Vicente Molina Foix
En el otoño de 1982, cuando hacía poco tiempo que había vuelto a España después de casi diez años en Inglaterra, pasé ante la preciosa portada barroca del Museo Municipal de Madrid y entré, curioso por el título, a ver la exposición ‘Artistas vascos entre el realismo y la figuración’. Dentro descubrí, entre otros nombres desconocidos para mí, el de Marta Cárdenas, cuya figuración, siendo realista, me pareció a mí aquella tarde ser de otro mundo. Desde entonces no he dejado de ir sabiendo más de esta artista, una de mis preferidas entre quienes pintan lo que les da la gana, sin atender a la legislatura de la moda. Supe por ejemplo que era amiga y cómplice de los otros artistas vascos que en el Museo Municipal me fascinaron, Carlos Sanz y Vicente Ameztoy, donostiarras como ella y ambos ya desaparecidos. También que estaba casada con nuestro mayor compositor de música clásico contemporánea, Luis de Pablo, y que era, además de todo eso, una artista que salía con asidua naturalidad, en una furgoneta llena de lienzos, pinceles y demás parafernalia, a pintar la naturaleza. Su naturaleza. Creadora incansable y prolífica, ahora se puede ver (hasta el 3 de abril) en las salas de la Fundación Kutxa, y encuadrada dentro del programa de la capitalidad cultural que San Sebastián celebra este año, una amplia y hermosa retrospectiva que alcanza hasta su más reciente producción.
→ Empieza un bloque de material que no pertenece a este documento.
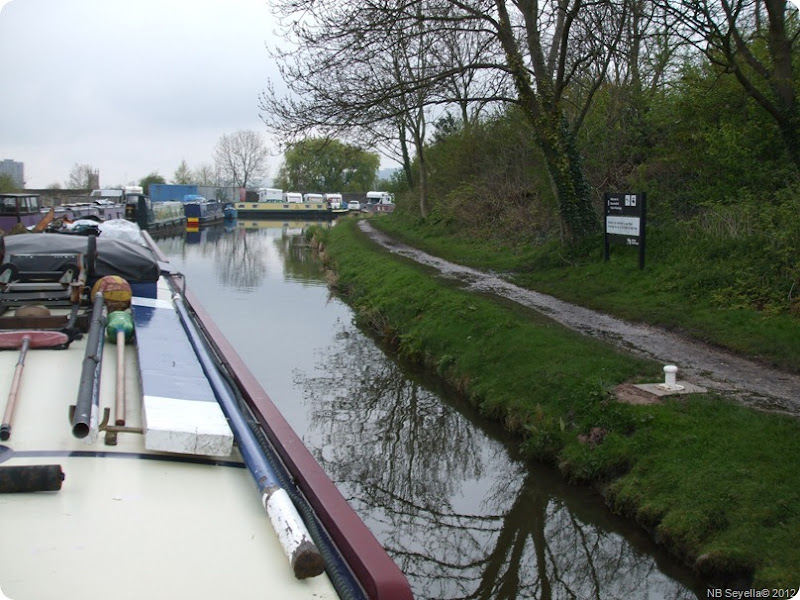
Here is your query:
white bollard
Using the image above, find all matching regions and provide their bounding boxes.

El muy bien editado catálogo, que lleva el título de ‘Abre los ojos’, está precedido de un poema que José-Miguel Ullán le dedicó expresamente, ‘Paisaje con Marta Cárdenas’, y en el que leemos un bello resumen en verso de la potencia visual de esta artista que no se parece a nadie, una artista que "Ve los dientes frutales del espejo / Ve el asombro morado de la escarcha / Ve el celeste gusano del helecho / Ve el castigo más blanco de la espina / Ve la piel de la lluvia". Y no sólo eso. La mirada de Cárdenas, que ha hecho retrato y paisaje y filigranas y manchas al modo oriental, sin olvidarse nunca de los Impresionistas, nos sorprende de un cuadro a otro. Es una artista cuya amplitud recompensa, como si en la variedad de sus distintas fases escondiera el secreto de un arte que escapa al orden de los tiempos y está en el tiempo.
Entre lo que se expone en San Sebastián y lo que recoge el catálogo es posible reconstruir una trayectoria que empieza a finales de los años 1960 y sigue en los 70, cuando pintaba lo que yo descubrí aquella tarde otoñal de Madrid, una realidad nítida de interiores y figuras partidas entreverada de iluminaciones visionarias. Y el gozo de ver en todas las obras la mano de quien "amansa el musgo y está en la niebla", "entra en el cielo y está en la orilla".